I remember this so vividly. It left a lasting impression on me of how much this band loves their fans. Jon walked up to the mic and starting speaking something not completely audible to the entire Coliseum. He then made an inviting motion with his hands. The next thing I saw was everybody rushing the stage, virtually eliminating the reserved seats floor section. Then the drum beats thundered out the first notes of Sweet Dreams. It was awesome. It was the most memorable part of a very tremendous show for me. I'll never forget it.
This was my first Yes show ever, I had discovered them so to speak (although had heard Your Move and Roundabout on the radio before) via the Relayer album.... i remember the large Rickenbacker bass guitar rug(?) that crossed Chris' side of the stage, and as a bass player myself, was really impressed with it, I wanted one too, and I wanted a Rick bass just like Chris (I wanted to BE Chris, I was about a month from my 18th birthday) my impression of Gates Of Delirium was that it was the most massive peice of music i had ever heard, so much larger than on the record (as almost all live performances were).
I was also very impressed with Moraz. I didn't remember much of the solo material except for Chris' tune, I had just gotten that album the day of show and was looking forward to hearing it the next day (a sixty mile drive from the country to the city for the concert and album)
The only show I ever saw by yes that topped this one, was a show in Norfolk VA some years later, the tormato "In The Round" show....
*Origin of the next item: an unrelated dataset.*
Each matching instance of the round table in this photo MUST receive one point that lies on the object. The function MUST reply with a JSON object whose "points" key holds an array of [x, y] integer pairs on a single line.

The boys most definitely played GOD in Hampton..... with the snake heads flashing, and the lasers shooting, and my heart pounding to a beat that I can't possibly count out, although as a Yes fan and musician (bass player, of course) I have tried to do so for years. as I recall, they played Soundchaser, some of the solo stuff, and if i'm not mistaken, I'm Down was the final encore! I was happy to find that song live on the box set, and have wondered if it was that Hampton show, but I guess the odds are against it. probably LA or somewhere, but for me, its close enough, I saw them play the song, so I pretend it was the Hampton show that was recorded. we should all hang on to our fantasies, eh?
The band had the "Three Headed" Roger Dean set and did indeed "push" the solo albums. Squire's "Hold Out Your Hand" was really good but the other solo selections made me generally wish for more group performances. Another memorable aspect of this show was the fact that everyone in the band wore white clothing. The opening act for this show was the Pousette-Dart Band, a country-rock band who was pushing their first of four albums for Capitol Records.
I do remember that the "solo" stuff didn't go down terrifically well and that the band seemed to sense this. The final group songs and encores were much more intensely performed.